According to the spec, S1070 has to be attached to the host with two cables, going to interface cards plugged into two PCIe slots. Each slot handles two GPUs. Do you know otherwise?

That is the typical configuration. But a different adapter cable is available that attaches all four to a single port. We’re running a number of S1070 gpus that way, it was recommended by an NVIDIA rep when we purchased to leave the 2nd PCIe slot in our machines open for IB. Since none of our applications are PCIe bandwidth limited, I didn’t feel like arguing about it (and it also lets us move them to our other host nodes with only one PCIe port each).
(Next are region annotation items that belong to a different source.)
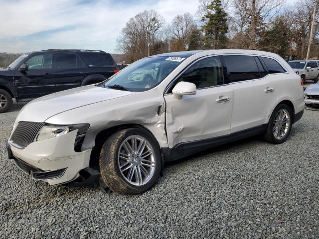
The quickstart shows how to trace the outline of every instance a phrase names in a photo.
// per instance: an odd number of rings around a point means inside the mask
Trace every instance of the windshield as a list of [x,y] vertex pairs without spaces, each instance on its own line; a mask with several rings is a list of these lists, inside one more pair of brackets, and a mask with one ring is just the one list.
[[18,65],[20,62],[21,62],[21,61],[27,56],[28,56],[28,55],[26,54],[24,54],[20,56],[14,61],[13,61],[12,63],[9,65],[8,67],[10,69],[13,69],[17,66],[17,65]]
[[167,56],[143,58],[120,71],[102,85],[131,91],[145,91],[160,84],[184,58]]
[[293,69],[304,69],[306,61],[289,61],[288,64]]

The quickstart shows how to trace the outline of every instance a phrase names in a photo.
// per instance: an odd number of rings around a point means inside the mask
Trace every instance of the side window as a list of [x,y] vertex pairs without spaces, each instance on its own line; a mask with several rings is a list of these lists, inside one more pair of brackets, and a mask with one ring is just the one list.
[[219,56],[197,61],[187,69],[175,83],[185,81],[194,83],[197,89],[222,85],[222,68]]
[[257,57],[255,57],[255,60],[256,60],[256,62],[257,63],[257,66],[258,66],[258,69],[259,70],[259,75],[260,78],[264,77],[266,75],[267,75],[268,73],[265,70],[265,68],[263,66],[263,65],[261,64],[259,58]]
[[225,56],[224,58],[231,82],[260,78],[259,70],[254,57]]
[[52,54],[45,54],[32,56],[25,64],[29,69],[48,69],[52,68]]
[[75,54],[57,53],[54,55],[54,66],[57,69],[76,68],[76,56]]
[[76,55],[76,67],[78,68],[80,68],[81,67],[83,67],[83,66],[84,66],[84,64],[83,63],[83,62],[81,59],[80,57],[77,55]]
[[262,58],[263,58],[266,67],[268,69],[270,73],[282,73],[286,72],[286,71],[277,61],[273,59],[268,58],[268,57],[262,57]]

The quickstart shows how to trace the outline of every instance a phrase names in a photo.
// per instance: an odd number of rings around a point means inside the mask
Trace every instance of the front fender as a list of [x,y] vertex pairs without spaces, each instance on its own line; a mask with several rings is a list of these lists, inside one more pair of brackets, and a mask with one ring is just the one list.
[[15,89],[14,84],[12,81],[0,78],[0,88],[7,90],[14,98],[17,97],[17,92]]

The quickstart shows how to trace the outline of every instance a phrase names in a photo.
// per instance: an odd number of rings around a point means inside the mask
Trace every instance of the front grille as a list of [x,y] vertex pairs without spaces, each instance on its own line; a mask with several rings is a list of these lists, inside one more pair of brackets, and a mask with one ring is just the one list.
[[311,99],[312,100],[319,100],[319,95],[312,95],[308,96],[308,98]]
[[14,129],[10,140],[25,147],[33,141],[44,124],[44,123],[21,121]]

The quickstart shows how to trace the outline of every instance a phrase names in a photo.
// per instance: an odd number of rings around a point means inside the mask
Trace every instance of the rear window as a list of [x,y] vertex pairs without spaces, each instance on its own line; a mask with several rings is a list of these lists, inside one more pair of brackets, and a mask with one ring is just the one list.
[[284,68],[280,64],[273,59],[268,58],[267,57],[262,57],[266,67],[268,69],[268,71],[270,73],[282,73],[286,72]]
[[109,54],[84,53],[84,60],[89,67],[115,66],[115,62]]

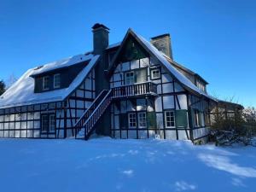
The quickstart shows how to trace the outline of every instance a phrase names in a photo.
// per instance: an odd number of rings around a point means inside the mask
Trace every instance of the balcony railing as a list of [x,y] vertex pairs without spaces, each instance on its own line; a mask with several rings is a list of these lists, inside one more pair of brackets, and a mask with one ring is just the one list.
[[113,98],[143,95],[157,95],[156,84],[152,82],[122,85],[119,87],[113,87],[112,90]]

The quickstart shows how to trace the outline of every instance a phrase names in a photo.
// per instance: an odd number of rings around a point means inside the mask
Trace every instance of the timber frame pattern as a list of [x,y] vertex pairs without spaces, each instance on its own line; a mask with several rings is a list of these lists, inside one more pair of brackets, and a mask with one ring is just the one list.
[[[109,29],[96,24],[93,30],[93,54],[101,61],[82,83],[62,101],[0,108],[0,137],[88,139],[96,130],[114,138],[207,140],[216,101],[202,78],[189,79],[189,69],[183,74],[172,55],[162,55],[131,29],[110,48]],[[53,127],[43,130],[42,115]]]

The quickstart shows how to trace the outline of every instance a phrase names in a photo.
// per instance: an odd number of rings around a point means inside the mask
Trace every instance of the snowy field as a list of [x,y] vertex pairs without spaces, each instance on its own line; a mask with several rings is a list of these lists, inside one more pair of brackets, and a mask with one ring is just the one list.
[[3,192],[256,191],[256,148],[0,139]]

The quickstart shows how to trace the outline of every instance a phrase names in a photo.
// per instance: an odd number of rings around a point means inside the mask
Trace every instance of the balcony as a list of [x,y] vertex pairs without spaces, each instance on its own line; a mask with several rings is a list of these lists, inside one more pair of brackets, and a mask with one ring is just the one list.
[[113,98],[130,97],[137,96],[157,96],[156,84],[152,82],[113,87]]

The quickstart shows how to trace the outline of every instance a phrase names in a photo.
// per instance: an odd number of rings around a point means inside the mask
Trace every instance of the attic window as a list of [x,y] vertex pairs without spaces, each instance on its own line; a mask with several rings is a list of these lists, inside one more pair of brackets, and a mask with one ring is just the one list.
[[151,79],[156,79],[160,78],[160,72],[159,68],[151,70]]
[[43,77],[43,90],[47,90],[49,89],[49,77]]
[[54,88],[57,89],[61,87],[61,74],[57,73],[54,75]]

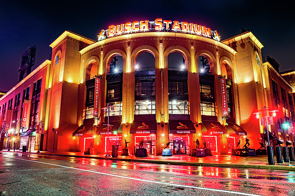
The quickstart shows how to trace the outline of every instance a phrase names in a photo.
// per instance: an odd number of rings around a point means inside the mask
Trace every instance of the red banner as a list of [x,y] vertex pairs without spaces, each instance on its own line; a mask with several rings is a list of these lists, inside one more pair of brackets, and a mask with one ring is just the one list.
[[10,129],[10,123],[11,122],[11,117],[12,116],[12,111],[11,110],[7,110],[6,116],[6,122],[5,125],[5,132],[7,132]]
[[26,127],[28,121],[28,109],[29,108],[29,103],[30,101],[25,100],[24,101],[24,108],[23,109],[23,117],[22,118],[21,127]]
[[229,115],[229,110],[227,105],[227,96],[226,92],[226,78],[220,79],[220,86],[221,87],[221,100],[222,101],[222,116]]
[[93,116],[98,117],[98,107],[99,107],[99,82],[100,80],[95,76],[94,84],[94,104],[93,109]]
The OP still needs to post numbers with pinned memory bandwidth - that should be much faster than the original results. Maybe tomorrow I’ll pull up our S1070 nodes and run the multi-gpu bandwidth test on them and post my numbers.

Here are the results from the concurrent bandwidth test: The Official NVIDIA Forums | NVIDIA running on our GPUs. The host nodes are opteron 2356 IBM nodes.

S1070 (looks like I got one of the units with 2 PCIe cards each connecting to 2 gpus)

$ ./concBandwidthTest 0 1 2 3

Device 0 took 6743.025391 ms

Device 1 took 6743.016602 ms

Device 2 took 10128.827148 ms

Device 3 took 10128.791016 ms

Average HtoD bandwidth in MB/s: 3161.981079

Device 0 took 7065.671387 ms

Device 1 took 7282.900879 ms

Device 2 took 7752.532715 ms

Device 3 took 8020.559082 ms

Average DtoH bandwidth in MB/s: 3408.044678

$ ./concBandwidthTest 0

Device 0 took 3372.190674 ms

Average HtoD bandwidth in MB/s: 1897.876099

Device 0 took 2265.299072 ms

Average DtoH bandwidth in MB/s: 2825.234131

$ ./concBandwidthTest 2

Device 2 took 4265.948242 ms

Average HtoD bandwidth in MB/s: 1500.252563

Device 2 took 4011.107178 ms

Average DtoH bandwidth in MB/s: 1595.569458

S2050 (definitely attached with 1 PCIe card for all 4 gpus)

$ ./concBandwidthTest 0 1 2 3

Device 0 took 13472.929688 ms

Device 1 took 13472.834961 ms

Device 2 took 13471.897461 ms

Device 3 took 13452.796875 ms

Average HtoD bandwidth in MB/s: 1900.857056

Device 0 took 7526.878418 ms

Device 1 took 7770.839844 ms

Device 2 took 7898.551758 ms

Device 3 took 8044.792969 ms

Average DtoH bandwidth in MB/s: 3279.698669

$ ./concBandwidthTest 0

Device 0 took 3371.951660 ms

Average HtoD bandwidth in MB/s: 1898.010620

Device 0 took 2267.714844 ms

Average DtoH bandwidth in MB/s: 2822.224365

This is impossible: S2050 (definitely attached with 1 cable for all 4 gpus)

You can have a single DHIC, but still two cables.

OK, I’m just being too imprecise with my terminology. I don’t actually plug the hardware in (the sysadmins do) so I don’t actually know how many cables there are. What I really mean is one host PCIe port connected to all 4 GPUs (regardless of the number of physical cables). I’ll edit the post to reflect that.

IBM x3455 7940?

As far as I can tell, it has one PCIe 1.x x16 slot (theoretical peak 4 GB/s) and one PCIe 1.x x8 slot (theoretical peak 2 GB/s). And that’s what you’re seeing: the first two GPUs are connected to the x16 slot and the other two are connected to the x8 slot.